平凡社 世界大百科事典

分光計

一般に分光器と称されているものの一つと考えてよいが,とくに波長の読取りに重点が置かれているのが分光計であるといえる。スリットとそれに入射した光を平行光束にするための光学素子からなるコリメーター,入射平行光束を集光させて観測するための望遠鏡,分散素子を置く回転台からなり,図のように配置されたものが基本となっている。

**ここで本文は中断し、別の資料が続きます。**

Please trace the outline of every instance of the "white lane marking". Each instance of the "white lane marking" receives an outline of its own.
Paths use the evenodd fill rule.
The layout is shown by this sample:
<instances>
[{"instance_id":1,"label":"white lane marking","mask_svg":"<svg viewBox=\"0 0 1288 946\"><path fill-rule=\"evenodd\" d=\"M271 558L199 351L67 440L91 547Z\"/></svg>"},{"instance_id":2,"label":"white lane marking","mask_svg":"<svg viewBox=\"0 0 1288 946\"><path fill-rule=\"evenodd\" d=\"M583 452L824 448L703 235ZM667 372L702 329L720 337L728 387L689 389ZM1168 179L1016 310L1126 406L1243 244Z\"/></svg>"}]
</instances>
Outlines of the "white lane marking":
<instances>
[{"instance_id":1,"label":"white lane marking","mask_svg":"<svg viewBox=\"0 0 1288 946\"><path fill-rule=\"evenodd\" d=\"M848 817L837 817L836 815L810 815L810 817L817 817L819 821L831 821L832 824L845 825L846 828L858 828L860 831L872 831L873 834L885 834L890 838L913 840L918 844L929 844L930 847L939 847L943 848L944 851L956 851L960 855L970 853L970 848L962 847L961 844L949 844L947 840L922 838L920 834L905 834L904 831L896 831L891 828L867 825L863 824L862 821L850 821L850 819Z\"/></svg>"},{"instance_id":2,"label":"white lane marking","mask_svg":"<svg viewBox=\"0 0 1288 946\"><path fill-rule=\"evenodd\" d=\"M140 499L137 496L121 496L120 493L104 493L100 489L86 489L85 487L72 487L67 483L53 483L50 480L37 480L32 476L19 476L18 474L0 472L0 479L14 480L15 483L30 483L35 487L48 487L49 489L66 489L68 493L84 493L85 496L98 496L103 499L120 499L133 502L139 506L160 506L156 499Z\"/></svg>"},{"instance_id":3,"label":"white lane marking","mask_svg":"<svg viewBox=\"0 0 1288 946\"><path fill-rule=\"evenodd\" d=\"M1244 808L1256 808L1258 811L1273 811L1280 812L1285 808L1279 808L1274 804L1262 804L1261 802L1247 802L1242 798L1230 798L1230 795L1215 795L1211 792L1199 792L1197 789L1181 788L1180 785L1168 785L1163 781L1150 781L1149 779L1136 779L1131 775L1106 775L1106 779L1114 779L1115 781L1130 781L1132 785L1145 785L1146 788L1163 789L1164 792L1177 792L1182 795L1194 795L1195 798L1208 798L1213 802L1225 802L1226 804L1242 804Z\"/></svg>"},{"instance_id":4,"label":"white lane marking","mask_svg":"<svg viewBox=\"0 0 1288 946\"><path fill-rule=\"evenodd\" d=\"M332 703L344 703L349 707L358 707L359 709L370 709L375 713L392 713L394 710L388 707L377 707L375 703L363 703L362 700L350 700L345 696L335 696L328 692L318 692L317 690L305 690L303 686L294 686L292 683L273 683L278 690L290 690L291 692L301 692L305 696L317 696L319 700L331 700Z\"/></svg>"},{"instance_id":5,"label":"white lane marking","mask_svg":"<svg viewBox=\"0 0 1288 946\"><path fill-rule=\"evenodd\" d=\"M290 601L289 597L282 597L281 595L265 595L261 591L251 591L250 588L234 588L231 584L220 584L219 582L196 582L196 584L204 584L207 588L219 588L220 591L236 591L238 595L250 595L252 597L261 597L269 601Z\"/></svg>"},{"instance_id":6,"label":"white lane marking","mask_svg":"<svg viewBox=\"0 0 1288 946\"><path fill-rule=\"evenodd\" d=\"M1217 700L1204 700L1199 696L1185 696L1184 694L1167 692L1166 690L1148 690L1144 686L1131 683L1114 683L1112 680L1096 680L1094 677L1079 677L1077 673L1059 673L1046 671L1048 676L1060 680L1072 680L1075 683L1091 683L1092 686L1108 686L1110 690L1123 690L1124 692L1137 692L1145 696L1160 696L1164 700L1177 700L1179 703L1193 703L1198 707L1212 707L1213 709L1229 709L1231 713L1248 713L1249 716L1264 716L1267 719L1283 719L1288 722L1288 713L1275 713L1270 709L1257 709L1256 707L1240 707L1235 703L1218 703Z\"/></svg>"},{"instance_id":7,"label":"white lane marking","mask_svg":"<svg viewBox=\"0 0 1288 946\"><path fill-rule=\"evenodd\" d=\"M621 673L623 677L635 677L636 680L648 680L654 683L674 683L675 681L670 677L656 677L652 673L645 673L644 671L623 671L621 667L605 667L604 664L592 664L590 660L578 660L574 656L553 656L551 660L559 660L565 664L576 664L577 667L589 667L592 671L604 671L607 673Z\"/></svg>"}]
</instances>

回転台は大きな角度目盛円板の中央にあり,望遠鏡はその中心軸を望みながら円板のまわりに自由に移動できその回転角を読むことができる。回転台にプリズムや回折格子などの分散素子を置き,分散光を望遠鏡で観測することによって波長決定ができ,また既知波長の輝線を発する光源を用いてプリズムや回折格子の素子定数を測定することができる。角度目盛が基準となっているので,光学面の角度や傾きはもちろんのこと,素材の屈折率の測定など用途は広い。分散素子が決まっており望遠鏡で捕らえたスペクトルの波長が直読できるような波長目盛をもったものをとくに波長分光計と呼んでいるが,これはモノクロメーターといわれているものと同じである。目の代りに光電検出器を用い,波長走査と同期してスペクトルが自記できるようにしたものも分光計と呼ばれる。